Science Fair Project Encyclopedia
Roger Williams (pianist)
Roger Williams (according to one source born January 1, 1925; another source gives October 1, 1924) is one of the most popular pianists in American popular music history. As of 2004, he has released 116 albums.
He was born Louis Weertz, the son of a Lutheran minister (Rev. Frederick J. Weertz) and a music teacher (Dorothea Weertz), in Omaha, Nebraska, but before his first birthday moved to Des Moines, Iowa. He first played the piano at age three, but in high school became interested in boxing, mainly at his father's insistence, and only returned to music after breaking his nose several times and sustaining several other injuries. He majored in piano at Drake University, but was expelled for playing "Smoke Gets in Your Eyes" in the practice room. After a stint during World War II in the United States Navy where he received a bachelor's degree in engineering, he managed to re-enroll at Drake, and later moved to New York City to study at the Juilliard School of Music. At Juilliard he studied jazz piano under Lenny Tristano and Teddy Wilson.
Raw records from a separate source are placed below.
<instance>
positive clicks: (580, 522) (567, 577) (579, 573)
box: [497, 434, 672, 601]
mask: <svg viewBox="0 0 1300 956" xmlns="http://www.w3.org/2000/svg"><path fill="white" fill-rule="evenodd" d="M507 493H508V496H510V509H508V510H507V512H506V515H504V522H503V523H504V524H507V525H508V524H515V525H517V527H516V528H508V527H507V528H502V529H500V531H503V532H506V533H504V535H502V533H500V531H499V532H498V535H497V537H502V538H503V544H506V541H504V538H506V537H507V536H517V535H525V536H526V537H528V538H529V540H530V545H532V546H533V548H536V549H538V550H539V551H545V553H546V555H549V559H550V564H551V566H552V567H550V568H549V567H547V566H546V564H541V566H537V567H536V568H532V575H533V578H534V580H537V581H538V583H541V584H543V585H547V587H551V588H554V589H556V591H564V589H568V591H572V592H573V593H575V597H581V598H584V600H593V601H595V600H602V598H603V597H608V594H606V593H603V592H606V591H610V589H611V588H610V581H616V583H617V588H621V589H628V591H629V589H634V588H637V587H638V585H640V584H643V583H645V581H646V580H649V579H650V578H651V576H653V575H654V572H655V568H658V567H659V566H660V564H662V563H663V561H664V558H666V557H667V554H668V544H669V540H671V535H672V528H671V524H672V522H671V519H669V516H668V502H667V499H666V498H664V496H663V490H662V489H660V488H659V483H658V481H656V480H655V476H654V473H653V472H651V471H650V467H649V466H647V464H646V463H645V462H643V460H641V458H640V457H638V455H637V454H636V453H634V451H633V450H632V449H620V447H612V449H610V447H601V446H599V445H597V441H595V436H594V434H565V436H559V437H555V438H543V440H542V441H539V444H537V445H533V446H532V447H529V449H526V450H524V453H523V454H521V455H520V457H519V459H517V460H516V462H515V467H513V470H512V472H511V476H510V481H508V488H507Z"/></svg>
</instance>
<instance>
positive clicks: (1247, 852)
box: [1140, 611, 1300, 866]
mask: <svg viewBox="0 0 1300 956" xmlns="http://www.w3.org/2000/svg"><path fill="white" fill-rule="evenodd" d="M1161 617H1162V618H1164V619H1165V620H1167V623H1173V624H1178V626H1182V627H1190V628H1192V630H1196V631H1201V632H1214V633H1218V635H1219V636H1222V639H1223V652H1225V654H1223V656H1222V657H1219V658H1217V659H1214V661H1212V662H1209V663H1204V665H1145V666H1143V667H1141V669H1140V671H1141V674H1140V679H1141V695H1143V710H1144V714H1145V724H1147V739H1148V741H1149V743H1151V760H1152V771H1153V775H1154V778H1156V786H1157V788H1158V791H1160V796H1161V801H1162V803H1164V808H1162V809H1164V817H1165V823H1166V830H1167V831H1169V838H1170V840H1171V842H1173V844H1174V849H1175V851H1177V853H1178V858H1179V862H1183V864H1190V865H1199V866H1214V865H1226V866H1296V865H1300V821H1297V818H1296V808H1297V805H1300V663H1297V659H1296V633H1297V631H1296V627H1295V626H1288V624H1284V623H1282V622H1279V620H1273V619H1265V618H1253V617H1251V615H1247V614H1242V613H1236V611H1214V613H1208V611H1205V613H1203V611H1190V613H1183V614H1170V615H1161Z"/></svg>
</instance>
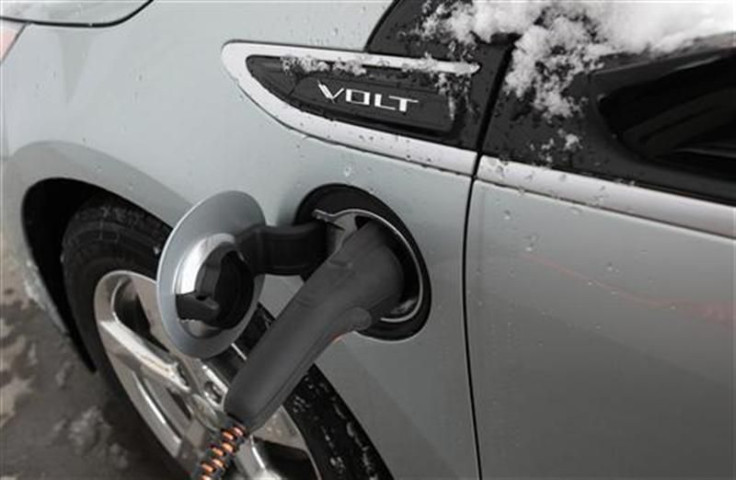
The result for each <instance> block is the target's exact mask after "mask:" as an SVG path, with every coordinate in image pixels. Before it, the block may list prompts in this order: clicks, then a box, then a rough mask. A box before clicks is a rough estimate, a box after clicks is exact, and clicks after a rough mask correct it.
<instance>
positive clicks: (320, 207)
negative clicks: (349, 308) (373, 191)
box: [297, 186, 430, 340]
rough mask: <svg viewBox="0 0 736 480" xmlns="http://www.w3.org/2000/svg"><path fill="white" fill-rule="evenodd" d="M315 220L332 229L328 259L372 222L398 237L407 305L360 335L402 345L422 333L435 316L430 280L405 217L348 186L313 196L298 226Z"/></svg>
mask: <svg viewBox="0 0 736 480" xmlns="http://www.w3.org/2000/svg"><path fill="white" fill-rule="evenodd" d="M310 219H317V220H320V221H322V222H325V223H326V224H327V225H328V228H327V231H326V241H327V253H328V255H329V254H331V253H333V252H335V251H337V250H338V249H339V248H340V247H341V246H342V244H343V242H344V241H345V239H346V238H348V237H349V236H350V235H352V234H353V233H354V232H355V231H357V230H358V229H359V228H360V227H362V226H363V225H364V224H365V223H367V222H375V223H378V224H379V225H381V226H382V227H383V228H384V230H385V231H386V232H387V233H388V234H390V235H391V236H392V237H393V239H394V242H393V248H394V253H395V254H396V257H397V258H398V259H399V261H400V262H401V264H402V267H403V270H404V290H403V293H402V295H401V300H400V302H399V304H398V305H397V306H396V307H395V308H394V309H392V310H391V311H390V312H389V313H388V314H386V315H384V316H383V317H382V318H381V320H380V321H379V322H377V323H375V324H374V325H373V326H372V327H370V328H369V329H367V330H364V331H362V332H360V333H362V334H364V335H368V336H371V337H376V338H382V339H386V340H397V339H403V338H407V337H409V336H411V335H414V334H415V333H416V332H418V331H419V330H420V329H421V328H422V326H423V325H424V323H425V321H426V319H427V316H428V313H429V306H430V286H429V277H428V275H427V270H426V267H425V265H424V261H423V259H422V256H421V253H420V251H419V249H418V247H417V245H416V242H415V241H414V239H413V238H412V236H411V234H410V233H409V230H408V229H407V228H406V226H405V225H404V223H403V222H402V221H401V220H400V219H399V217H398V216H397V215H396V214H395V213H394V212H393V211H392V210H391V209H390V208H389V207H388V206H387V205H386V204H384V203H383V202H381V201H380V200H378V199H377V198H376V197H374V196H372V195H370V194H369V193H367V192H364V191H362V190H359V189H356V188H353V187H347V186H329V187H324V188H322V189H320V190H317V191H316V192H314V193H312V194H311V195H310V196H309V197H307V199H306V200H305V201H304V202H303V204H302V205H301V207H300V209H299V213H298V215H297V222H304V221H308V220H310Z"/></svg>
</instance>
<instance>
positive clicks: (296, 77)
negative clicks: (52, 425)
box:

One night he was scheduled to play as an accompanist for a Juilliard student who was scheduled to sing on "Arthur Godfrey's Talent Scouts." The singer failed to appear, and Louis Weertz went on as a piano soloist, winning the night's contest. He was heard by David Kapp , founder of Kapp Records, and Kapp was so impressed that he signed the pianist, changing his name to Roger Williams after the founder of Rhode Island. In addition to the Godfrey program, he also won a talent contest on Dennis James ' program, "Chance of a Lifetime."
In 1955 he recorded the only piano instrumental to reach #1 on Billboard magazine's popular music charts: "Autumn Leaves." While many other records of this song have been made since it was composed in 1902, Roger Williams' version is easily the best known and most played.
His first wife, Joy Dunsmoor, bore him three daughters. After divorcing her he married again, in 1985, to Louise DiCarlo.